Por sua vez, as despesas pagas do ano representaram um grau de execução de 80,66%. "Relativamente a 2018, verificou-se um aumento na despesa paga em 7,95%, muito devido à execução das despesas de capital, no montante de pouco mais de 14 milhões de euros, que subiu 9,94%, relativamente a 2018", referiu, realçando que a despesa corrente, tal como a receita corrente, "têm-se pautado pela regularidade", cuja execução aumentou em 6,75%, em relação a 2018. "De referir que as receitas e as despesas correntes têm-se pautado pela regularidade, e as receitas e despesas de capital, sensíveis à variação dos financiamentos concedidos pelos fundos comunitários, que tinha sofrido uma quebra acentuada em 2018, em parte devido ao atraso na decisão para a aprovação de novos projetos no novo Quadro Comunitário Portugal 2020, viu aumentar novamente a sua execução em 2019, não em relação ao financiamento comunitário, que ainda mantém uma tendência de descida, mas pela inclusão de novo fundo transferido pelo Estado. A receita corrente cobre largamente a despesa corrente, e ainda financia a despesa de capital, na parte em que a receita de capital se revela insuficiente, demonstrando, desta forma, o cumprimento do princípio do equilíbrio orçamental, revelador de uma estabilidade orçamental, que o Município tem mantido nos últimos tempos", fez saber o executivo, destacando o facto de a receita gerada pela Câmara Municipal na venda de bens e serviços (não inclui a cobrança de taxas, impostos indiretos e rendimentos de propriedade) cobrir, pelo menos, 69% das despesas com o pessoal. "De um modo geral, pode afirmar-se que, em média, cada trabalhador gerou no ano de 2019 uma receita de 12.400 euros", concluiu.
Já no que diz respeito às Grandes Opções do Plano (GOP), nas quais se incluem o Plano Plurianual de Investimentos (PPI) e o Plano de Atividades Municipais (PAM), a autarquia dá conta de que a execução "totalizou mais de 22 milhões de euros, resultando um grau de execução de 75,91%, com um aumento de 10,54% em relação a 2018", passando a ser a terceira melhor taxa de execução dos últimos oito anos.
Relativamente ao endividamento municipal, a 31 de Dezembro de 2019, a dívida do Município cifrava-se em "cerca de 6,2 milhões de euros", dos quais 3,4 milhões de médio/ longo prazo. Valor que, conforme frisou o executivo, "tem descido de forma gradual", tendo a dívida de curto prazo "se mantido estável", ao ponto de o Município continuar a manter prazos médios de pagamento na ordem dos 10 a 15 dias. "De sublinhar que o Município cumpre, claramente, com o limite legal imposto para 2019, fixado em 49,1 milhões, dispondo ainda de uma margem positiva superior a 45,5 milhões de euros, mantendo um desenvolvimento notável no cumprimento da dívida municipal", congratulou-se.
Na mesma nota de imprensa, a autarquia informa ainda que as contas do Município de Pombal foram sujeitas a um exame por parte de um auditor externo, de acordo com as Normas Internacionais de Auditoria e os Guias de Aplicação Técnica, emitidas pela Ordem dos Revisores Oficiais de Contas.

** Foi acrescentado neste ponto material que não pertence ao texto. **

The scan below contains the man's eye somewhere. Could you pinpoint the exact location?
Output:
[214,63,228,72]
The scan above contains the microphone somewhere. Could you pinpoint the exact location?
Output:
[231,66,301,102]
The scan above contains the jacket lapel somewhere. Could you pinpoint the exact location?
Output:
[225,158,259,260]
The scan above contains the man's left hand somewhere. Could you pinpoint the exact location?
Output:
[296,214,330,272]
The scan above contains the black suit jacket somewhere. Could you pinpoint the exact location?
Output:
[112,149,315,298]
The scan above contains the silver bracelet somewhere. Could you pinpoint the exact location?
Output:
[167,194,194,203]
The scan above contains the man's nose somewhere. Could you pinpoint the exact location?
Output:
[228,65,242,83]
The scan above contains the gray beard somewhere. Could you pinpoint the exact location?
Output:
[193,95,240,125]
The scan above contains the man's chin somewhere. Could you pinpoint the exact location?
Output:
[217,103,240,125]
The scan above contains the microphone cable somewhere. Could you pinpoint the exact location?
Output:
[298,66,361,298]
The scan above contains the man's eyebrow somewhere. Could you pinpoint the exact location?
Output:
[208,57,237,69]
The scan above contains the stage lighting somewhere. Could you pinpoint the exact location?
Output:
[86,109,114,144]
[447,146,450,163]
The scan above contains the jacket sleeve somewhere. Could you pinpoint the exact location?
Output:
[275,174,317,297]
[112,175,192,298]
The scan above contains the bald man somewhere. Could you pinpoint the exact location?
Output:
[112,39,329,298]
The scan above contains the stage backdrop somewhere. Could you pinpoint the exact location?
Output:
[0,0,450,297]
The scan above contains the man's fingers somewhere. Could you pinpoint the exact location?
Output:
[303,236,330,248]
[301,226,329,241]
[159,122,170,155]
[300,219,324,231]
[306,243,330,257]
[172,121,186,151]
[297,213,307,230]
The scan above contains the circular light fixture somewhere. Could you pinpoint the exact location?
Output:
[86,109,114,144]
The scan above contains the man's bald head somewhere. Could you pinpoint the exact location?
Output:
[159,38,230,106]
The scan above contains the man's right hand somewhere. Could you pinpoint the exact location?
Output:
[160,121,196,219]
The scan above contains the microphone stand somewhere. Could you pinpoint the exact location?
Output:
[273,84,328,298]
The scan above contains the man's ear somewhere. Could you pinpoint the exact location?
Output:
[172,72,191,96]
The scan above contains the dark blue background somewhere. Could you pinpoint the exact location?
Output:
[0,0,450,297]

O relatório realça uma taxa de execução de 75% nas funções sociais, destacando as obras relacionadas com os setores da Educação, Saneamento, Abastecimento de água e Valorização Urbanística, entre outros.
O auditor externo refere que os valores dos fundos de maneio, fixados no início do ano em reunião camarária, apresentavam valores correspondentes aos deliberados e as suas movimentações respeitam o descrito no regulamento elaborado para o efeito.
Uma vez aprovado pelo executivo camarário, o Relatório de Gestão e Prestação de Contas de 2019 irá, agora, ser submetido à apreciação e votação dos deputados da Assembleia Municipal.